September 30, 1993|LOIS TIMNICK | TIMES STAFF WRITER

PACIFIC PALISADES — Violence isn't supposed to happen in Pacific Palisades. When it does, many residents are quick to assume that "outsiders," "gangs" or "the bused-ins" are to blame.

But earlier this month, the affluent, mostly white neighborhood was shaken by a shooting that police say was home-grown. An argument broke out at an informal outdoor party at the end of Los Liones Drive in the hills north of Sunset Boulevard, and escalated into gunfire. Two bullets struck a car, sending shards of glass and metal into the face of a bystander, a Palisades High School senior who may be permanently blind in one eye.

On the scale of urban violence, it was no big deal. But to those who thought of the Palisades as one small corner of Los Angeles that was immune to such incidents, it was a rude surprise.

The incident also has focused the attention of parents, police and school officials on the parties that have become a social staple among the area's youths. The impromptu gatherings take place on weekend nights, usually in cul-de-sacs in the hills, and involve up to several hundred teen-agers and young adults who hang out, drink and use drugs ranging from marijuana to LSD.

Police, who say they view the Sept. 6 shooting as an isolated incident, have arrested and charged two suspects with assault with a deadly weapon: Todd Gilbert, 19, of Pacific Palisades and Adrian Gunderson Williams, 22, of Malibu. Both are free on $40,000 bail each and are scheduled for arraignment Oct. 15. Police said two other men who were in the car with them are still being sought. They have not disclosed which suspect owned or fired the gun.

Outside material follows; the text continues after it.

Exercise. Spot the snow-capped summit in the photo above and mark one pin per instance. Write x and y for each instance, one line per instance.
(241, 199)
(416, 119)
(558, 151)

The victim, Chad McClellan, 18, has lost vision in one eye, although doctors are hopeful that he will eventually regain some peripheral vision.

In the wake of the shooting, police say they are monitoring the canyon gatherings and dusting off Los Angeles' little-enforced teen-agers curfew law. Teachers and students are discussing the incident and the dangers of unsupervised partying.

Reaction among the youths who witnessed the shooting ranges from shrugs ("Big deal, I've seen it before") to alarm ("No more big outdoor parties for me!").

Some parents, meanwhile, say the incident underscores the need for community action to provide alternatives, echoing the concern sparked five years ago when four youths, including the son of U.S. trade representative Mickey Kantor, died in a fiery automobile crash after a night of partying. At least a dozen Palisades youths have suffered violent deaths, many of them involving alcohol or drugs, during the last six years, including a 15-year-old who was shot to death in 1987 at the same Los Liones site as this month's incident.

"The whole system I participated in as a teen-ager is not available to these kids," said Melodye Kleinman, a mother of three. "There are no jobs, no night ballgames, no dances. Kids want to hang out somewhere."

On the night of the shooting, about 100 teen-agers converged on an isolated piece of land at the end of Los Liones Drive. Many had gone to a private party in the area, which broke up after neighbors complained about the noise and a passing car bumped one youth in the street outside the home. The group drifted up Los Liones.

Shortly after 11 p.m., according to Los Angeles Police Lt. Ross Moen, commanding officer of West Los Angeles detectives, a carload of youths drove up in a BMW, letting it be known that they had a dispute with another local youth and were looking for him. Fearing trouble, someone asked them to leave and they drove off, opening fire, Moen said.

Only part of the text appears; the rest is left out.